Non-blocking communication

So far, we have only discussed blocking point-to-point communication. In blocking communication process sends or receive messages and wait or the transmission to be completed before continuing.

Motivations

In some case, using blocking communication will lead to a deadlock. To illustrate this, let's change the one-dimensional diffusion example from the previous chapter and change it to use periodic boundary conditions.

With periodic boundary conditions the process and the start of the domain will send the leftmost value to the last process (with rank world_size - 1) while the last process will send its rightmost value to the process with rank 0. To implement this, we do the following changes:

-left_rank =  my_rank > 0            ? my_rank - 1 : MPI_PROC_NULL;
+left_rank =  my_rank > 0            ? my_rank - 1 : world_size - 1;
-right_rank = my_rank < world_size-1 ? my_rank + 1 : MPI_PROC_NULL;
+right_rank = my_rank < world_size-1 ? my_rank + 1 : 0;

As long as the eager protocol is used for communication, this change should not prevent our code to work properly. There is a huge probability that the eager protocol is used as it's the preferred protocol for small message sizes. However, relying on the assumption the MPI will use the eager protocol is not a good practice.

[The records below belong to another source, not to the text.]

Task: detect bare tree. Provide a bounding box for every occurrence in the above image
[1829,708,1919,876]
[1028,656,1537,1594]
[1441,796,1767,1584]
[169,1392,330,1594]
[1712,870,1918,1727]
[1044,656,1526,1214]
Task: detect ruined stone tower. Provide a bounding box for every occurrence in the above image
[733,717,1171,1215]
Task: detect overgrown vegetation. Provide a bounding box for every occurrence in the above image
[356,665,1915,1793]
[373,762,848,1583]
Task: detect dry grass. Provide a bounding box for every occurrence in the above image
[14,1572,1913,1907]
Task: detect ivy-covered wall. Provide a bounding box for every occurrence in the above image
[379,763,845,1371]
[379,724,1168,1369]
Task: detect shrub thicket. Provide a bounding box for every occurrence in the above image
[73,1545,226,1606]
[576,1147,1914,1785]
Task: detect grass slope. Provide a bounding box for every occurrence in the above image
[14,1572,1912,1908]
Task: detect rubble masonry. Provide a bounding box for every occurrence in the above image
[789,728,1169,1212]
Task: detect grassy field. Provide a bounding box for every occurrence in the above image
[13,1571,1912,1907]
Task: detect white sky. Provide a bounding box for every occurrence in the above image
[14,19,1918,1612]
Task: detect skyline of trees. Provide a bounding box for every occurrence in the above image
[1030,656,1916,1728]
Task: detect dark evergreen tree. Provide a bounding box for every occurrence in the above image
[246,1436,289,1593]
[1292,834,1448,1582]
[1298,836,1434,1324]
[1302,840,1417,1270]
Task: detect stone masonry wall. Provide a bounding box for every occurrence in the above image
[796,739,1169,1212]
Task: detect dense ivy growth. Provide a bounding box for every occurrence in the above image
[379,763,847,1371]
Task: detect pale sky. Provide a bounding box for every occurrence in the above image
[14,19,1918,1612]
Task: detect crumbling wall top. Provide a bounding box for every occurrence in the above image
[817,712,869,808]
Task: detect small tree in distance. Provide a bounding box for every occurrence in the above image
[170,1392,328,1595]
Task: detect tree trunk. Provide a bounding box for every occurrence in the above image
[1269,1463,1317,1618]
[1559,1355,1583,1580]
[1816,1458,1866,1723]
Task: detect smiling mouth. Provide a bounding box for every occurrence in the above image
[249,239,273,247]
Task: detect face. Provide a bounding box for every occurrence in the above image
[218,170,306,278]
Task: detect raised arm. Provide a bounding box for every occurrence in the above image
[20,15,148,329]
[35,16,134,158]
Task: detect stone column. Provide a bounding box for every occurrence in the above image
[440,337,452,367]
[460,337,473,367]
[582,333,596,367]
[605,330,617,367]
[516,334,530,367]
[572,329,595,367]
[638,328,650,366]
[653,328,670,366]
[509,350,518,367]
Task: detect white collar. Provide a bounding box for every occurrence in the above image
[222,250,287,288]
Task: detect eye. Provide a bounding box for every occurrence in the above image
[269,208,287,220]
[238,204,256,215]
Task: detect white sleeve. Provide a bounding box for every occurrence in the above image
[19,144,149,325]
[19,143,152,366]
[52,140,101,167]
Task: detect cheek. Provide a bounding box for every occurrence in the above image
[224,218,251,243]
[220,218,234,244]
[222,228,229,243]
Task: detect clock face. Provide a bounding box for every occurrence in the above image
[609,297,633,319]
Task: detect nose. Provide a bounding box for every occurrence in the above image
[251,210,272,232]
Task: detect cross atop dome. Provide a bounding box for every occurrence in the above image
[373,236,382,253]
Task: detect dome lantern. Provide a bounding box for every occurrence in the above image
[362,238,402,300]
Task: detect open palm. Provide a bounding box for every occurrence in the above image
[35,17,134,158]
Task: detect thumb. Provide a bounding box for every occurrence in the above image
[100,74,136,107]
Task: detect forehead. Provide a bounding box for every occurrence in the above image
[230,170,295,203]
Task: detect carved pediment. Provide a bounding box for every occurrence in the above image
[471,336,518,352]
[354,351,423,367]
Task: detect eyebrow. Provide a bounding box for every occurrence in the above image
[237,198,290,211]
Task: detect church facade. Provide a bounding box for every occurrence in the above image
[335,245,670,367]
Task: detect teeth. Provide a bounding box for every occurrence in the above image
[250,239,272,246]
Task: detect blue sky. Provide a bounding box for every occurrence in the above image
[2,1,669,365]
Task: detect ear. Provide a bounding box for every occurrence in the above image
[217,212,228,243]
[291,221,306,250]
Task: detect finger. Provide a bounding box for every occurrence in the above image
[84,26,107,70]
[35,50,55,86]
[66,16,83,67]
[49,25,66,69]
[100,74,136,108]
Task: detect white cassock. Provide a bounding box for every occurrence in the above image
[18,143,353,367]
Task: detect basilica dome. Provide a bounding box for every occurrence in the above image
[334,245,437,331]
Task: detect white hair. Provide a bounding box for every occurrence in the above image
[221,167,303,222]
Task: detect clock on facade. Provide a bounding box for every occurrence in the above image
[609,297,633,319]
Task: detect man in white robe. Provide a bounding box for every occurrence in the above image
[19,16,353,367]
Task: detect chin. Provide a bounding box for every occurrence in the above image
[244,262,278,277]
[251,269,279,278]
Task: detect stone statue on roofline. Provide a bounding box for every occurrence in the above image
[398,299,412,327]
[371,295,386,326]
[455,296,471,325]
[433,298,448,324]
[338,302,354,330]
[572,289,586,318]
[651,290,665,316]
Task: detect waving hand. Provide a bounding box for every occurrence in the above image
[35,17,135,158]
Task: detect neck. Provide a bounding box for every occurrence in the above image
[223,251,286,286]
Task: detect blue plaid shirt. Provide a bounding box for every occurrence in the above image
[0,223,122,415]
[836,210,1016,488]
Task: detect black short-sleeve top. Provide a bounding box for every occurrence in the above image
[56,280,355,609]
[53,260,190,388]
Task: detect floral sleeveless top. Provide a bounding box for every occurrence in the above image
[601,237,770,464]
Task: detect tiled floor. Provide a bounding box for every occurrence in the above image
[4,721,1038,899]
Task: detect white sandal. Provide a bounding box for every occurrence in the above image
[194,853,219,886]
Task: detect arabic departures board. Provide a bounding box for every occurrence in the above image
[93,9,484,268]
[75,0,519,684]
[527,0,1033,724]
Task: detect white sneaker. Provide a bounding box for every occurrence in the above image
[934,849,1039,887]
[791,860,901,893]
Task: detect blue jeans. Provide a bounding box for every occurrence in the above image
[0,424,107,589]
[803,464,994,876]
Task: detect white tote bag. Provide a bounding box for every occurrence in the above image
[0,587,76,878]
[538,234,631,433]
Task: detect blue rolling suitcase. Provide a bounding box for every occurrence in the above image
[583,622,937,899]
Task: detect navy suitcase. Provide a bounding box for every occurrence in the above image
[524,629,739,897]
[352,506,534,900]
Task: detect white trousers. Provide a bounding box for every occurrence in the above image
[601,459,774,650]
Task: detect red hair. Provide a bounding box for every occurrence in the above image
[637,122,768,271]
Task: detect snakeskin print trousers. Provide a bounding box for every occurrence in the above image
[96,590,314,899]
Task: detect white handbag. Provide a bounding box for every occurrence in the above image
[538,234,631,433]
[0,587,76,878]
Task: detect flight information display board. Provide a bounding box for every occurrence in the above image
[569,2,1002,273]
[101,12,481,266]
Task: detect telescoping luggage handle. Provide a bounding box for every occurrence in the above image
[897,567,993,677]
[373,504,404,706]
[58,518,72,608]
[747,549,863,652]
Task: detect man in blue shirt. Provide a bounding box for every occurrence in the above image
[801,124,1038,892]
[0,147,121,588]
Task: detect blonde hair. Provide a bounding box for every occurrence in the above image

If we switch to synchronous sends for the communication:

-MPI_Send(&uold[my_size],  1, MPI_DOUBLE, right_rank, 0, MPI_COMM_WORLD);
+MPI_Ssend(&uold[my_size],  1, MPI_DOUBLE, right_rank, 0, MPI_COMM_WORLD);
 MPI_Recv(&uold[0], 1, MPI_DOUBLE, left_rank, 0, MPI_COMM_WORLD, 
            MPI_STATUS_IGNORE);

-MPI_Send(&uold[1], 1, MPI_DOUBLE, left_rank, 1, MPI_COMM_WORLD);
+MPI_Ssend(&uold[1], 1, MPI_DOUBLE, left_rank, 1, MPI_COMM_WORLD);
 MPI_Recv(&uold[my_size+1], 1, MPI_DOUBLE, right_rank, 1, MPI_COMM_WORLD, 
            MPI_STATUS_IGNORE);

we end up in a deadlock. The reason is that all the processes starts by a send that block until communication complete. Consequently, there's no opportunity for an MPI_Recv to be called since all processes are stuck in an MPI_Send. In contrast, in the non-periodic scenario, the last process doesn't transmit any data to the right neighbor and can directly proceed with the MPI_Recv, thereby enabling the communication to progress.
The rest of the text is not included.